Robservations on the media beat:
ABC-owned WLS-Channel 7 is teaming with National Geographic to produce a five-part series on the fight to save the Great Lakes. ABC 7 meteorologist Cheryl Scott and scientists from National Geographic will present “So Great, So Fragile” on successive Tuesdays, starting this week. Episodes will stream live on ABC 7’s connected TV Apps on Amazon Fire TV, Android TV, Apple TV and Roku. “Whether for recreational use or drinking water, Chicagoans know the value of the Great Lakes, but may be unaware of factors threatening them,” Scott said. “In our series with National Geographic, we get the chance to dig deeper on everything from climate change to pollution, revealing the impact on one of our greatest natural resources. We also show how we can work together to protect, save and keep our lakes great.”
Bruce St. James, the longtime Phoenix radio personality who’s replacing Erich Mancow Muller as morning host at WLS 890-AM, says he knows he’s inheriting a broadcasting legacy. “I’m real excited for this. Without a doubt, this is an amazing opportunity,” St. James told Facebook friends shortly after news of his hiring broke here. “WLS is a legendary radio station that has had not just some of Chicago’s greatest talents work there but some of radio’s greatest talents. So I have a lot of work to do to prove myself worthy of the amazing history of WLS. . . . It’s pretty cool and pretty exciting for me to get this really unique opportunity at such a big station and in such an interesting city. I’m really looking forward to learning more about Chicago. I’ve got a lot to learn. I’m the guy from out of town, but I know that they’ll be real welcoming.” St. James debuts December 14 on the Cumulus Media news/talk station.
Comedian Pat McGann opened Chicago’s 62nd Emmy Awards Sunday night with a timely monologue. (Here is the link.) “You should feel good if you just got nominated,” McGann said. “We always say that, right? If you were nominated you should feel great about that. And if you don’t win? Just go on Twitter and act like you did. Say the thing was rigged. The numbers were wrong. You can do that now. All facts are out the window. Thanks to you, Public Enemy No. 1. I’m kidding! I, in fact, love the media. I have a lot of respect for what you’re doing.” The virtual event was sponsored by the Chicago/Midwest chapter of the National Academy of Television Arts and Sciences.

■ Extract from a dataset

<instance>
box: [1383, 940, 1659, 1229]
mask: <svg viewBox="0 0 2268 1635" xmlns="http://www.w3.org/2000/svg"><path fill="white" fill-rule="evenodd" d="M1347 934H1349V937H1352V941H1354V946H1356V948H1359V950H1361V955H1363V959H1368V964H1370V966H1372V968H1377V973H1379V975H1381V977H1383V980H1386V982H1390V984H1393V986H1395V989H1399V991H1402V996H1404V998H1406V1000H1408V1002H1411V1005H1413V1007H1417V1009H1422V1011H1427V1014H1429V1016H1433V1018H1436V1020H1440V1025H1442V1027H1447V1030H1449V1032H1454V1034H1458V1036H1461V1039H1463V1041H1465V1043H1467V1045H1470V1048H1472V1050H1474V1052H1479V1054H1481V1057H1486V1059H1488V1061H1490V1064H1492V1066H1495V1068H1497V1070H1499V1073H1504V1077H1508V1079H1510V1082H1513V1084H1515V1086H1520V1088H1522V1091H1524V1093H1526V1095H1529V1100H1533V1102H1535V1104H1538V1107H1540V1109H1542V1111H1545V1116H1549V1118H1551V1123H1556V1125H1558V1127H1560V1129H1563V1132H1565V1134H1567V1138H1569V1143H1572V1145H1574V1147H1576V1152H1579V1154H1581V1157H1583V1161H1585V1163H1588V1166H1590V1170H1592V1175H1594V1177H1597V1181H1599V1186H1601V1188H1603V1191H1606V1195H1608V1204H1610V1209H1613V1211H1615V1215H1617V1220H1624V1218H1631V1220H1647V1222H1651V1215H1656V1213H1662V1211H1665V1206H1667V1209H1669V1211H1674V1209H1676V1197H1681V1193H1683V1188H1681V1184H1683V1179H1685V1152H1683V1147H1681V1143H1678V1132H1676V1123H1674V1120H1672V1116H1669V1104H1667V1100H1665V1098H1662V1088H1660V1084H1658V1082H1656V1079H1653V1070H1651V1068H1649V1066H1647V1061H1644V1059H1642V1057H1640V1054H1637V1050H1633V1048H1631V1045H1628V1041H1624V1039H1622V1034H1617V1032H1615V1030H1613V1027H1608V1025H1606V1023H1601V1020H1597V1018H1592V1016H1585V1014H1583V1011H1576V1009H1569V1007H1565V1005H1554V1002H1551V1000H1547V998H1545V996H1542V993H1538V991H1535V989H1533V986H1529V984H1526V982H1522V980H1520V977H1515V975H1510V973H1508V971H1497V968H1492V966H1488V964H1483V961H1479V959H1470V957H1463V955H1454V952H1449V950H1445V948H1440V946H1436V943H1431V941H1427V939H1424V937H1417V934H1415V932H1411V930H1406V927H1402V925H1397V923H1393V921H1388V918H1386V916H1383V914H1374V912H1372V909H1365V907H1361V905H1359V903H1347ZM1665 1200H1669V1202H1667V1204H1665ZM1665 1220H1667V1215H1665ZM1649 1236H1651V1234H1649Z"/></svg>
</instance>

Congratulations to Chicago Tribune columnist Dahleen Glanton on receiving the 2020 Dorothy Storck Award from the Chicago Journalists Association. As winner of the $1,000 top prize, Glanton was cited for addressing diverse subjects “with a keen interest in encouraging dialogue on race, poverty and violence.” Also honored at the virtual awards ceremony Friday were two second-place winners — Burt Constable of the Daily Herald and Laura Washington of the Sun-Times and ABC 7. The award is named for the former reporter for Chicago’s American and Chicago Today, syndicated columnist and Pulitzer Prize winner who died in 2015.
Sunday’s comment of the day: Les Jacobson: Everyone over the age of 65 or so remembers precisely where and when they heard the news [of President John F. Kennedy’s assassination]. It was tragic and earth-shaking. As Norman Mailer wrote: “It is virtually not assimilable to our reason that a small lonely man felled a giant in the midst of his limousines, his legions, his throng, and his security. If such a non-entity destroyed the leader of the most powerful nation on earth, then a world of disproportion engulfs us, and we live in a universe that is absurd.”